How to speed up the query? re-do the index? query code?

2
  • Can SUM(bedrag) in any of those cases actually yield 0 or would the 0 indicate that there were no matches (and, therefore, NULL was returned and subsequently replaced with a 0 by COALESCE)? I'm asking this because, if it's the latter case, then what you are essentially using the SUMs for is to check for existence of rows, and that may be better done differently.
    – Andriy M
    Mar 11, 2016 at 13:44
  • Thanks for your comment @AndriyM SUM(bedrag) can actually yield 0. I added the COALESCE for setting 0 in NULL fields.
    – Daan
    Mar 14, 2016 at 7:42

1 Answer 1

2
CREATE TEMPORARY TABLE pro ( PRIMARY KEY (product_id, station_id) ) ENGINE=InnoDB
    SELECT DISTINCT product_id, station_id FROM productie;
CREATE TEMPORARY TABLE s ( PRIMARY KEY (station_id)  ) ENGINE=InnoDB
    SELECT DISTINCT station_id, station_omschrijving FROM stations;

SELECT 
        ....
    FROM producten p
    JOIN pro  ON pro.product_id = p.product_id
    JOIN s    ON s.station_id = pro.station_id
HAVING p.afschrijvingenbedrag = 0
    OR p.... = 0
    ....;

Notes:

  • By creating tmp tables with useful indexes, those JOINs will run much faster.
  • I got rid of inner_query and changed WHERE inner_query. into HAVING p. This may not improve speed, but it simplifies the code.

Another thought... Did you really need the DISTINCTs? Keep in mind that SELECT DISTINCT a,b is like GROUP BY a,b, not like GROUP BY a.

Another thought...

s.station_omschrijving
...and...
INNER JOIN (SELECT DISTINCT station_id, station_omschrijving FROM stations) s
        ON s.station_id = pro.station_id

could perhaps be replaced by

( SELECT DISTINCT station_omschrijving FROM stations
      WHERE station_id = pro.station_id ) AS station_omschrijving
...and no join...

It is, however, unclear whether the JOIN is restricting the overall query and whether the DISTINCT is correct. I simply don't know what the data looks like in that table. Maybe DISTINCT station_omschrijving needs to be MAX(station_omschrijving) to avoid multiple rows?

3
  • Thanks for you answer, this has been a massive help, especially creating those temp tables. I do need the SELECT DISTINCT however. Is having a DISTINCT in a query a bottleneck ?
    – Daan
    Mar 14, 2016 at 7:39
  • Would be replacing those temp tables, with views of those tables + indexes also help?
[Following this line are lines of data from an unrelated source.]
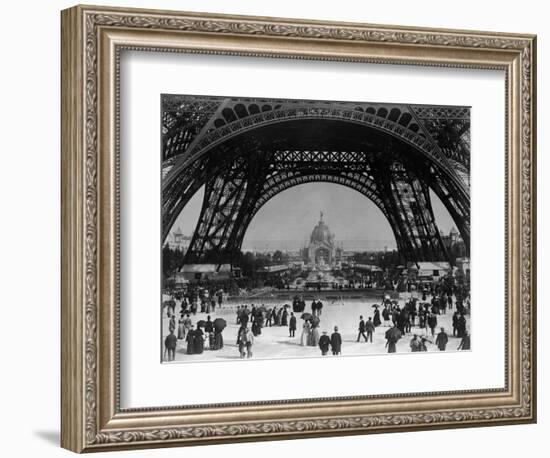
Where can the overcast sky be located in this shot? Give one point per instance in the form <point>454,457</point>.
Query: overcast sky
<point>286,221</point>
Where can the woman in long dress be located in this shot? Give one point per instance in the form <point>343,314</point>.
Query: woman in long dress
<point>376,320</point>
<point>190,341</point>
<point>198,344</point>
<point>181,328</point>
<point>305,333</point>
<point>314,336</point>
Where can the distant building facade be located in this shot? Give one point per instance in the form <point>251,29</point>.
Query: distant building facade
<point>178,241</point>
<point>322,249</point>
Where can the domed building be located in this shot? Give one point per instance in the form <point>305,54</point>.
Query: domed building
<point>322,250</point>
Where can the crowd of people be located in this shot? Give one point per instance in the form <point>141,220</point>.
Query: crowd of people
<point>206,334</point>
<point>401,320</point>
<point>415,316</point>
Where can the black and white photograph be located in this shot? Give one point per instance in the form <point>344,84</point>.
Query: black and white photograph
<point>311,228</point>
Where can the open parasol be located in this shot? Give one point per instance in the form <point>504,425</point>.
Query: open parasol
<point>219,324</point>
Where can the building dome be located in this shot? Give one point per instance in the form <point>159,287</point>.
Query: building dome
<point>321,233</point>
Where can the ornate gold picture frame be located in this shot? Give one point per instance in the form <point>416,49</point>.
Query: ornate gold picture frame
<point>92,40</point>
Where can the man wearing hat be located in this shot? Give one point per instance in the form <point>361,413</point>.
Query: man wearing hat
<point>324,343</point>
<point>336,341</point>
<point>441,340</point>
<point>415,344</point>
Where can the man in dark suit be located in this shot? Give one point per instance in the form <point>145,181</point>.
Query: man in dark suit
<point>361,329</point>
<point>441,340</point>
<point>336,342</point>
<point>324,343</point>
<point>292,325</point>
<point>369,327</point>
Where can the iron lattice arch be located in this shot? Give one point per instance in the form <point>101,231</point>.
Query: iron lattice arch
<point>246,151</point>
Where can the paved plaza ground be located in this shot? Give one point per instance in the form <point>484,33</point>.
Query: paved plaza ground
<point>274,342</point>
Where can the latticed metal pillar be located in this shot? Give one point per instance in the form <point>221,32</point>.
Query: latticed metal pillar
<point>411,215</point>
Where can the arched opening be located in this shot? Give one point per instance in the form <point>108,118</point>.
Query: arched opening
<point>290,216</point>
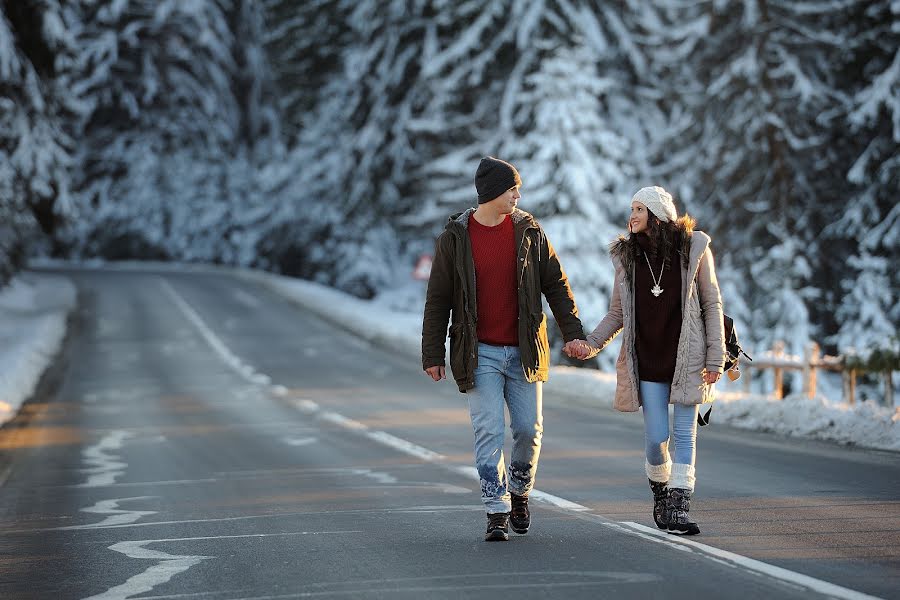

Or is it even possible to add an index to a view ?
    – Daan
    Mar 14, 2016 at 7:46
  • VIEWs are syntactic sugar, not performance boosters. INDEXes are the core to performance; however picking the right index can be a challenge. DISTINCT usually requires collecting the data, saving to an internal tmp table, sorting, and then de-duplicating. Sometimes it is not that complicated.